Think about other possible uses for insurance beyond income replacement. Other potential purposes for life insurance must be taken into account when assessing your life goals, needs, and desires. Charitable giving, paying off debt, providing for final expenses, or leaving a family legacy are other factors involved in the life insurance decision. The life insurance calculator from LifeHappens.org provides a simple and effective tool to re-evaluate your recommended level of coverage. It is not uncommon to reach retirement and realize that there are more than sufficient assets to provide for family members and loved ones.
Do you have pension income? If you have a spouse or another dependent relying on your pension income, you need to factor this into your income replacement planning. This is especially important for single life or joint and survivor 50% pension options that do not leave survivors with 100% income replacement. This can also affect children, grandchildren, or other dependents who may still be relying on your income.
Dust off those old policies and take an inventory of important information such as your coverage amount, the type of policy (term vs. permanent), and premium costs. While you’re at it, don’t forget to verify that your beneficiary information is up to date if you decide to keep your policy. If you have group life insurance through your employer, check to see if you are eligible for some type of retiree life insurance. However, even if provided, these retiree policies are often offered with minimal coverage.
In most cases, you will leave with an option to continue at individual rates. It is advisable to maintain individual and group life insurance to avoid the risk of increased insurance costs or losing coverage altogether when leaving a company. The downside is that these policies usually renew on an annual basis with increasing premiums. Prior to retirement, go ahead and compare the cost of continuation of an existing policy with the cost of an individual one to determine which is the most cost effective and which will offer the greatest benefits at this time in your life. You can use sites like Term4Sale.com to conduct a free comparison.
Do you have permanent insurance? If you purchased a cash value policy during your working years, you may have built up substantial cash value. The investment growth in a cash value policy grows tax-deferred, and some of the value may be accessed tax-free.

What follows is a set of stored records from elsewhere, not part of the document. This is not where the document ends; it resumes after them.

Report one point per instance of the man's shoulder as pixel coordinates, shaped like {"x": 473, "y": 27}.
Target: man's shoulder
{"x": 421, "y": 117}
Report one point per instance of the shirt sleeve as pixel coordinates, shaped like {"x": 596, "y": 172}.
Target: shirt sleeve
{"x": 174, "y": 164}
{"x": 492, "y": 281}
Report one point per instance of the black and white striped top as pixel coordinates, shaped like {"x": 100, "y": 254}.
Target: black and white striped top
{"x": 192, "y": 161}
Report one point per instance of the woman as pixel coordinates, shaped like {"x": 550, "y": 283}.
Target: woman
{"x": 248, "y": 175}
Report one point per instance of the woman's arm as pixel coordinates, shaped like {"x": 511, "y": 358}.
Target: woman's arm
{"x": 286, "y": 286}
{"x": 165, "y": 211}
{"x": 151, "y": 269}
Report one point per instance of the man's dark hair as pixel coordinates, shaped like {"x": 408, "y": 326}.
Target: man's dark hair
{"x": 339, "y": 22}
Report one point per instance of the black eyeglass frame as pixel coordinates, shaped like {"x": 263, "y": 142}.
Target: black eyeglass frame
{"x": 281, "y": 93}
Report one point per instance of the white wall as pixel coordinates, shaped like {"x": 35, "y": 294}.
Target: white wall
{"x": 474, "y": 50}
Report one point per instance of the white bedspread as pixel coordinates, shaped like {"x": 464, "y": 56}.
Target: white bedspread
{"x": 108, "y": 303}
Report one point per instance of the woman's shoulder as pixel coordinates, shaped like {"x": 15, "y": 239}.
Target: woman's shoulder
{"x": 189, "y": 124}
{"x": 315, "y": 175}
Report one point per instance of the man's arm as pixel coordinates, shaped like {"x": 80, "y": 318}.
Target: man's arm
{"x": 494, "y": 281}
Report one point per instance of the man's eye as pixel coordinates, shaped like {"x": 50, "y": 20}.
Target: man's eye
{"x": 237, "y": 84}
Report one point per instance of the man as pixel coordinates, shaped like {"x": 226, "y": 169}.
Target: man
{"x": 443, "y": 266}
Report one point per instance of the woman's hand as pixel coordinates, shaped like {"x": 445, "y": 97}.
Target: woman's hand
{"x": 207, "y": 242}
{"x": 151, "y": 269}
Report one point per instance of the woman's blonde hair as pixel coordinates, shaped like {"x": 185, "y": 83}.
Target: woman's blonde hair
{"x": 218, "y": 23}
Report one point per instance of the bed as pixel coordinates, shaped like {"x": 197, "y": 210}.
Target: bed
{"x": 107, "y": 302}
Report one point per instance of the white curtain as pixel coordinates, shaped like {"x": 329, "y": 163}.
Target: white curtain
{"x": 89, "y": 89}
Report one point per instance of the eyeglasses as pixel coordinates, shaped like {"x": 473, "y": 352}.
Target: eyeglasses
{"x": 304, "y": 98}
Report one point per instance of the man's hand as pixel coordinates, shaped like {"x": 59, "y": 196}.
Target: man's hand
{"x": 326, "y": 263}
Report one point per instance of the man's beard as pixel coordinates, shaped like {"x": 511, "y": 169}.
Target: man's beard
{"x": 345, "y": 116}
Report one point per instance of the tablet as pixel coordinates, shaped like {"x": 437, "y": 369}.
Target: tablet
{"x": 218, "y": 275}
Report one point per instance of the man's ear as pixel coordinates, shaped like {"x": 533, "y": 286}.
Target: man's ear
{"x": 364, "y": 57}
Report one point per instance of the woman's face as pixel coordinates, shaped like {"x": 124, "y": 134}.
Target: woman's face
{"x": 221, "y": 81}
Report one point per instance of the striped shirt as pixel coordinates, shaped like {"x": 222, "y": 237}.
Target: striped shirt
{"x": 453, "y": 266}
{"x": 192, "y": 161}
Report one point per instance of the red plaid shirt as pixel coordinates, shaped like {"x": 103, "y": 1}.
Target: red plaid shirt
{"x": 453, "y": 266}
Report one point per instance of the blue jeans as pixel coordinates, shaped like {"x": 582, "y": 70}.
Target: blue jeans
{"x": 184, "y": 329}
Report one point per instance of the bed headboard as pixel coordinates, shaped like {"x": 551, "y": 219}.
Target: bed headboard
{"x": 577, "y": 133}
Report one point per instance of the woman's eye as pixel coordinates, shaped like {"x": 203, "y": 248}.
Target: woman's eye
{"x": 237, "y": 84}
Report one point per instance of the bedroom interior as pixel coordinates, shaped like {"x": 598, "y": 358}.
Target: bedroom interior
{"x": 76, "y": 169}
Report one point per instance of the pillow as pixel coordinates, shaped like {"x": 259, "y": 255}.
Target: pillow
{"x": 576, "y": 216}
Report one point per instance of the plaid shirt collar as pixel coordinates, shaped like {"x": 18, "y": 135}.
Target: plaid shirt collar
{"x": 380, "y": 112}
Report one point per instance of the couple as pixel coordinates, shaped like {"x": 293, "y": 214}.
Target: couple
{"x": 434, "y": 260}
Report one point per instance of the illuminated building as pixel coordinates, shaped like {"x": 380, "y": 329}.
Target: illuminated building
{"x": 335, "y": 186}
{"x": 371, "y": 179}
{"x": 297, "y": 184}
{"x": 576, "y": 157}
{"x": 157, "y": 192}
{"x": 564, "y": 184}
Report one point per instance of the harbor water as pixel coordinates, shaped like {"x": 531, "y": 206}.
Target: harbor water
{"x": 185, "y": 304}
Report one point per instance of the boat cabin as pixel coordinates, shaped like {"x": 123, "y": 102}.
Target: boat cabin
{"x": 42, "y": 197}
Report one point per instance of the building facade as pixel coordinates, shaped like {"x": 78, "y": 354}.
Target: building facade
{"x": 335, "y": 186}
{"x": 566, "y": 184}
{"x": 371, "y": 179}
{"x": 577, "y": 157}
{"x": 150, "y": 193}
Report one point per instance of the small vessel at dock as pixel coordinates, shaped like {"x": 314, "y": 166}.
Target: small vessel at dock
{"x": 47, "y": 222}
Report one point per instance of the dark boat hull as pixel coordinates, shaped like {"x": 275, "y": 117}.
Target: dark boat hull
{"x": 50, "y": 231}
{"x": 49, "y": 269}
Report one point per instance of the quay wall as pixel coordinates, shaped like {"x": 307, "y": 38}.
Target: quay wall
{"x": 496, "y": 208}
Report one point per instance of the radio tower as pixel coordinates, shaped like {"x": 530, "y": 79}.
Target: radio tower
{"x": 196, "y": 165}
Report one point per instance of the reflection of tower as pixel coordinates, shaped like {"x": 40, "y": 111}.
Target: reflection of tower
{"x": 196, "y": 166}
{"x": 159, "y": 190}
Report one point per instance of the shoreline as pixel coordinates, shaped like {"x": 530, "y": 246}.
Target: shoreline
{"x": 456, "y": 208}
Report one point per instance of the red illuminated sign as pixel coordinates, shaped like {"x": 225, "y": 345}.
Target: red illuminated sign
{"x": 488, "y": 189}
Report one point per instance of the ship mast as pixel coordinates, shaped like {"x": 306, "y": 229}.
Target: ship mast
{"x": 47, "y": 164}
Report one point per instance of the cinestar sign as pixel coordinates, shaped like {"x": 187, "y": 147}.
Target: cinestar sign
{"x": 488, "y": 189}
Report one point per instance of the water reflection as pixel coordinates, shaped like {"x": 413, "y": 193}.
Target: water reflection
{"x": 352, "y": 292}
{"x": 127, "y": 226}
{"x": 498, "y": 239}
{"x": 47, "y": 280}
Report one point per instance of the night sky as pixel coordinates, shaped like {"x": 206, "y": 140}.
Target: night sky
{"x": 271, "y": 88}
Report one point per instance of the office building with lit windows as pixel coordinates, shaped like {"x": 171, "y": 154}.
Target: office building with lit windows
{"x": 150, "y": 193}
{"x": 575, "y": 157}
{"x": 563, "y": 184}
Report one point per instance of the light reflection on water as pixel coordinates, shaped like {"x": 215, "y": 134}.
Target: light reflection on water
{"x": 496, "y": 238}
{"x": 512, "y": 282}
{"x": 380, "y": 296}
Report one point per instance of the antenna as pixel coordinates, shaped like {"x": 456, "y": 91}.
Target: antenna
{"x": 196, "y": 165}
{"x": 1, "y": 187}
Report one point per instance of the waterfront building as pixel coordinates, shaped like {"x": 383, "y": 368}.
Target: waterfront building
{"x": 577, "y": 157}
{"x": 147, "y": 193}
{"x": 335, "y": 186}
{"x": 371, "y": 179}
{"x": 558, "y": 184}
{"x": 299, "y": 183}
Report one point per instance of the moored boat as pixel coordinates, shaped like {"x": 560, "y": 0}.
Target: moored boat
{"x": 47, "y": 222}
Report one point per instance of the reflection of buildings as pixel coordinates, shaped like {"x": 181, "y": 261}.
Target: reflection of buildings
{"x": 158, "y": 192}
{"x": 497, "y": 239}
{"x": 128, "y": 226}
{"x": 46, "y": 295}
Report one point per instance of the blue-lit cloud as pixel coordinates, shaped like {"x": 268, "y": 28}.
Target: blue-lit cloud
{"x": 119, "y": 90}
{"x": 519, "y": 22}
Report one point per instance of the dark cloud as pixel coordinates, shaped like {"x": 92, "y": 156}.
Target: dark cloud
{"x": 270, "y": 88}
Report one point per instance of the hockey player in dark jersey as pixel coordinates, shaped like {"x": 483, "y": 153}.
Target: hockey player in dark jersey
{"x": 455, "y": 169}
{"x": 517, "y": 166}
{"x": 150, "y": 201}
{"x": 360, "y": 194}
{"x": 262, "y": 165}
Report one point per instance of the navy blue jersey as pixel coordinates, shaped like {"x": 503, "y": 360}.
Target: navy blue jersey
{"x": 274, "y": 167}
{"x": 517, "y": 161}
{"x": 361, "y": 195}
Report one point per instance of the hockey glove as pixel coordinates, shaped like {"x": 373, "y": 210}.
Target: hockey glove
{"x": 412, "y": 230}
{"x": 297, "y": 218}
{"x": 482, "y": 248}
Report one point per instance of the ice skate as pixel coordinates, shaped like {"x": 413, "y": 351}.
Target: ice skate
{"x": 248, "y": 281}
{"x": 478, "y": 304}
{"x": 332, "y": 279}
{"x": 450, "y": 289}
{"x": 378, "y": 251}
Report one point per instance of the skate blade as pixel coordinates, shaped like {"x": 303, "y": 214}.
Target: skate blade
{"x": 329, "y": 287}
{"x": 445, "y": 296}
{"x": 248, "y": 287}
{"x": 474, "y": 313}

As you transition to retirement, consider allowing your policy to continue growing until you need the money for income. You may also be allowed to surrender your policy and convert it to a life annuity. Check with your insurance agent to make sure this does not trigger a tax liability.
Are your term life insurance premiums increasing? Life insurance pays off at the time of death, and it’s probably no surprise that the older you get, the greater the likelihood of dying. As a result, insurance companies charge higher premiums the older you are, and premiums in your 60’s and 70’s can get really expensive. You may be better off investing the money you would pay in premiums. Since term policies provide level (fixed) or rising premiums during the time period specified by the policy (usually 10 to 30 years), it is possible that your term life insurance will get more expensive if you have an annually renewable policy.
Will your survivors be able to pay for expenses associated with your death, including probate fees, estate taxes, healthcare costs, and burial expenses, without being forced to sell illiquid assets? For wealthy families with a high net worth, insurance can be an effective estate planning tool to pay estate taxes and transfer wealth without having to sell assets. Maintaining a sufficient amount of life insurance to pay for these final expenses can prove beneficial for loved ones. Life insurance may also be used for charitable giving. Permanent insurance is usually the best fit for these types of advanced estate planning strategies.
If you no longer have a significant income replacement need during retirement and do not have any debts to pay off or concerns about liquidity, consider allowing your term life policies to simply expire but do so cautiously unless you are confident that your spouse can use other retirement assets for income protection. If you fall into some of those other scenarios and have debt obligations you would like paid off or want to provide income continuation, consider purchasing level term insurance. Cash-value life insurance policies that accumulate value over the policyholder’s lifetime are another consideration but mainly for advanced estate planning purposes and with the unbiased guidance of a CFP® practitioner who is not compensated for selling products.